The first book in the series, published in 2010, is I Survived the Sinking of the Titanic, 1912.

The latest book in the series, published in 2025, is I Survived the Dust Bowl, 1935.

In 2018, the first of six I Survived books in Spanish were released for the U.S. market: Sobreviví los Ataques de Tiburones de 1916 (I Survived the Shark Attacks of 1916). In 2019, two more titles were released: Sobreviví el Naufragio del Titanic, 1912 (I Survived the Sinking of the Titanic, 1912), and Sobreviví el Terremoto de San Francisco, 1906 (I Survived the San Francisco Earthquake, 1906). In 2020, a fourth title was released: Sobreviví el huracán Katrina, 2005 (I Survived Hurricane Katrina, 2005). Two more Spanish language I Survived titles were released in 2021, Sobreviví el Bomdardeo de Pearl Harbor, 1941 (I Survived the Bombing of Pearl Harbor, 1941) and Sobreviví los ataques del 11 de septiembre de 2001 (I Survived the Attacks of September 11, 2001).

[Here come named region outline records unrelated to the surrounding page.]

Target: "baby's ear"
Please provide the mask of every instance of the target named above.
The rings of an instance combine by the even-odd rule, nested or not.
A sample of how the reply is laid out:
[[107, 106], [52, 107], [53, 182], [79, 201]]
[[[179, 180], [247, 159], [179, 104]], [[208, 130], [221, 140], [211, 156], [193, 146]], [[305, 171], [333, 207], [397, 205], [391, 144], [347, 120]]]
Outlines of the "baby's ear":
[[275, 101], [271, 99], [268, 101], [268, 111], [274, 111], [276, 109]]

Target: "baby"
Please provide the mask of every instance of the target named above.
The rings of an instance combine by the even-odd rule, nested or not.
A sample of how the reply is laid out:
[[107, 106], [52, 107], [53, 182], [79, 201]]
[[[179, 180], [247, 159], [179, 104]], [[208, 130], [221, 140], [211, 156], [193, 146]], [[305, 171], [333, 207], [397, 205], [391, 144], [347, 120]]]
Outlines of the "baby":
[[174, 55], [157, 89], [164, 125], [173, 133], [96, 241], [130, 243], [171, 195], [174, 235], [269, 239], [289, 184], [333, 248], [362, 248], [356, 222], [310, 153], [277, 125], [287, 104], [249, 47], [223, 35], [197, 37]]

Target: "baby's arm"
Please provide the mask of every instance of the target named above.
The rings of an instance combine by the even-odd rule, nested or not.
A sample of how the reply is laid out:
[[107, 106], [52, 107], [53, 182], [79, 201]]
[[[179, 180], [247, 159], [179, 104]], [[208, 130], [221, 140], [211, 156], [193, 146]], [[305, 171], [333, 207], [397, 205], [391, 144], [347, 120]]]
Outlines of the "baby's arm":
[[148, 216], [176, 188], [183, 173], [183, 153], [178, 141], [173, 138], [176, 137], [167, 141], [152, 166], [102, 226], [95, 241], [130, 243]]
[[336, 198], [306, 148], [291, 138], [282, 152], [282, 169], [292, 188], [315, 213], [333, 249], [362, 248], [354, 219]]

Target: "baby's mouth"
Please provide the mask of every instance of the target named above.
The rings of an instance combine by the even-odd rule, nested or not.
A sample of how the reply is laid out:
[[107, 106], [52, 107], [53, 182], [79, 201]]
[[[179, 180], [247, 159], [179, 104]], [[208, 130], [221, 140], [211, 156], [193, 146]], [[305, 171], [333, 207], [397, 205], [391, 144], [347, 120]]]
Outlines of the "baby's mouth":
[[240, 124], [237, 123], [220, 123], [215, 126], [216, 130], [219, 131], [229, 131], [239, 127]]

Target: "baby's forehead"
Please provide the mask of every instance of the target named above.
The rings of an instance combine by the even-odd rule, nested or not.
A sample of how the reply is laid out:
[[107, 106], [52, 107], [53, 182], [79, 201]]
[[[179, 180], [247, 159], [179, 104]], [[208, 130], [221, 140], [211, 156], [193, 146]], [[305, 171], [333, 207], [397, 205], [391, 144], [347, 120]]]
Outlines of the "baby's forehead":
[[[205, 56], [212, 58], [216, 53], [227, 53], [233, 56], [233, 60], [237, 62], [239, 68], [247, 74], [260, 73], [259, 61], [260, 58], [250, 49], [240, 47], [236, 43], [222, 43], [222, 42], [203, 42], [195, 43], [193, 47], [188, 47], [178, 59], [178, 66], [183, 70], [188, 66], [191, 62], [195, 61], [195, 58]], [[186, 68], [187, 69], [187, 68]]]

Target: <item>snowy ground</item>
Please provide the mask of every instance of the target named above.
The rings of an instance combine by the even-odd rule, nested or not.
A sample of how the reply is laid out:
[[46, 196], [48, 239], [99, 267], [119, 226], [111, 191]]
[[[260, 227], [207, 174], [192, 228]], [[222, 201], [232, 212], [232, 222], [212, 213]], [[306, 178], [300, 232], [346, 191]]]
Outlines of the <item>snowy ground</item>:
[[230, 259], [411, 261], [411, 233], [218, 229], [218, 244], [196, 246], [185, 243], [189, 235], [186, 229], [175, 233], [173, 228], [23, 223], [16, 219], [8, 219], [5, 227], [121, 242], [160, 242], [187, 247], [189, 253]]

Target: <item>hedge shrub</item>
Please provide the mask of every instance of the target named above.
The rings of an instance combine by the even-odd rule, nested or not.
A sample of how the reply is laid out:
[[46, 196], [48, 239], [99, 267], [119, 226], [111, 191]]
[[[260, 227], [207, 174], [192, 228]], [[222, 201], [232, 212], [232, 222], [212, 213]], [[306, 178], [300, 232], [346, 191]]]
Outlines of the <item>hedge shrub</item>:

Tarshis has also written three non-fiction books for the I Survived True Stories spin-off series, featuring some of the real events that the I Survived historical fiction books are based on. I Survived True Stories #1: Five Epic Disasters was released in 2014, followed in 2015 by I Survived True Stories #2 Nature Attacks!, and by I Survived True Stories #3 Tornado Terror in 2017.

In 2020, two new graphic novels were released: I Survived The Sinking of the Titanic, 1912 and I Survived The Shark Attacks of 1916.

I Survived books have been translated into ten languages: Chinese, Czech, French, Japanese, Korean, Romanian, Russian, Spanish, Swedish, and Vietnamese.